C++20 Memory Model
The C++ memory model as revised for C++20. It adopts the repaired sequential-consistency semantics of Lahav et al. (P0668), strengthening seq_cst atomics and fences so the broken IRIW / SC-fence behaviours of C++11/14/17 become forbidden; and it weakens release sequences (P0982) so that only RMWs — not later relaxed stores by the same thread — continue them. It still does not resolve the thin-air problem, so out-of-thin-air reads remain (unlike RC11). The seq_cst strengthening and the release-sequence weakening pull in opposite directions, leaving C++20 incomparable with the original C11/C++11 model and strictly weaker than RC11. This is also the model Rust normatively adopts for core::sync::atomic: the shipped Rust atomics model is C++20 (not full RC11 — see ORC11, the stronger operational RC11 used to verify Rust's standard library).
Ordering relationships
- Strictly weaker than
- Repaired C11 (RC11) — C++20 adopts RC11's repaired SC (P0668) but, unlike RC11, does not adopt the no-thin-air axiom acyclic(po ∪ rf): it still permits out-of-thin-air / plain load-buffering reads that RC11 forbids.
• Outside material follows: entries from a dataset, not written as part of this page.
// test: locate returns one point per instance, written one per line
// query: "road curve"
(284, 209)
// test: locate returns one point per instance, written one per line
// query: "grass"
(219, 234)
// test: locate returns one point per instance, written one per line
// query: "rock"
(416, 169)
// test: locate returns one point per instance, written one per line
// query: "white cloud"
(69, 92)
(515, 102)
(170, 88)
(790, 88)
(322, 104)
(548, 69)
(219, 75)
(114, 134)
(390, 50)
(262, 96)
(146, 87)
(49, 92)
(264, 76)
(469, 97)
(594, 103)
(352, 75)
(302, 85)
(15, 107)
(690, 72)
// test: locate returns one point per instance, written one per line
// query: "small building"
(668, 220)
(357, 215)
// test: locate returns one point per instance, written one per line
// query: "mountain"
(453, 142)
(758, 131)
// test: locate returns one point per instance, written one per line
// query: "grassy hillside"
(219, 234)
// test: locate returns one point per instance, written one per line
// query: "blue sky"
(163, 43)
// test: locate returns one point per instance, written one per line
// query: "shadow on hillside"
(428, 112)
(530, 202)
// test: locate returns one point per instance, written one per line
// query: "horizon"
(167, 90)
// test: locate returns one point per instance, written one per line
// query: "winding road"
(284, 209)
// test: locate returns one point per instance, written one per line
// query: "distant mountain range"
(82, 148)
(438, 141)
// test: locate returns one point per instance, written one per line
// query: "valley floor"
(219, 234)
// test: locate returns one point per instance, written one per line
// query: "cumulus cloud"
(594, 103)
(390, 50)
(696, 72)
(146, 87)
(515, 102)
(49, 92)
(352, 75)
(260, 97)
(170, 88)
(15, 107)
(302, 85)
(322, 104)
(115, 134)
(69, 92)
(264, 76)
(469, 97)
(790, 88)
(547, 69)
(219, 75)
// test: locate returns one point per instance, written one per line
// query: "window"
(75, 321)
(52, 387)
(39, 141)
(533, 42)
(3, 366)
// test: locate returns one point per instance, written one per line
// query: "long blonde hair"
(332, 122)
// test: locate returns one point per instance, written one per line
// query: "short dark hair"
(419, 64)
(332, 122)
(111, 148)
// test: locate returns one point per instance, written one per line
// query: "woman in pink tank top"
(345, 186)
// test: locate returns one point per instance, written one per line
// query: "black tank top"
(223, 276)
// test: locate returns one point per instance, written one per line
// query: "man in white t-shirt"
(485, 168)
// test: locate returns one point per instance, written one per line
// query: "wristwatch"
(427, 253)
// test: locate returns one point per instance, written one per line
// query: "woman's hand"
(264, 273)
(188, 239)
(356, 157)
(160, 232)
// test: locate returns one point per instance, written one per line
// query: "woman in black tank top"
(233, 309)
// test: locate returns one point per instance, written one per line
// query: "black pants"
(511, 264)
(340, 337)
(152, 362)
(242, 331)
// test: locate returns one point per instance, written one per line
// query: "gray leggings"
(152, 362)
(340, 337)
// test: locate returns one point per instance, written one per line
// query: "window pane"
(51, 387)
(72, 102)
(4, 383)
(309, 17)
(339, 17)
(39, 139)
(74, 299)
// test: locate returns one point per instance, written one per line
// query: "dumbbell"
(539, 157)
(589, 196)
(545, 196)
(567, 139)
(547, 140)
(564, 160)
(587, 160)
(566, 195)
So RC11 is strictly stronger.
- Incomparable with
- C11/C++11 Memory Model — Two-sided: C++20's repaired seq_cst (P0668) forbids the IRIW/SC-fence behaviour that C11/C++11/14/17 allow, while C++20's weakened release sequences (P0982 — only RMWs continue a release sequence) allow a synchronisation outcome C11 forbids. Neither contains the other.
References
- Hans-J. Boehm, Olivier Giroux, Viktor Vafeiadis. P0668R5: Revising the C++ Memory Model. ISO/IEC JTC1/SC22/WG21, 2018.
- Hans-J. Boehm. P0982R1: Weaken Release Sequences. ISO/IEC JTC1/SC22/WG21, 2018.
- Ori Lahav, Viktor Vafeiadis, Jeehoon Kang, Chung-Kil Hur, Derek Dreyer. Repairing Sequential Consistency in C/C++11. PLDI 2017, 2017. doi:10.1145/3062341.3062352
- ISO/IEC. ISO/IEC 14882:2020 — Programming Language C++. ISO Standard, 2020.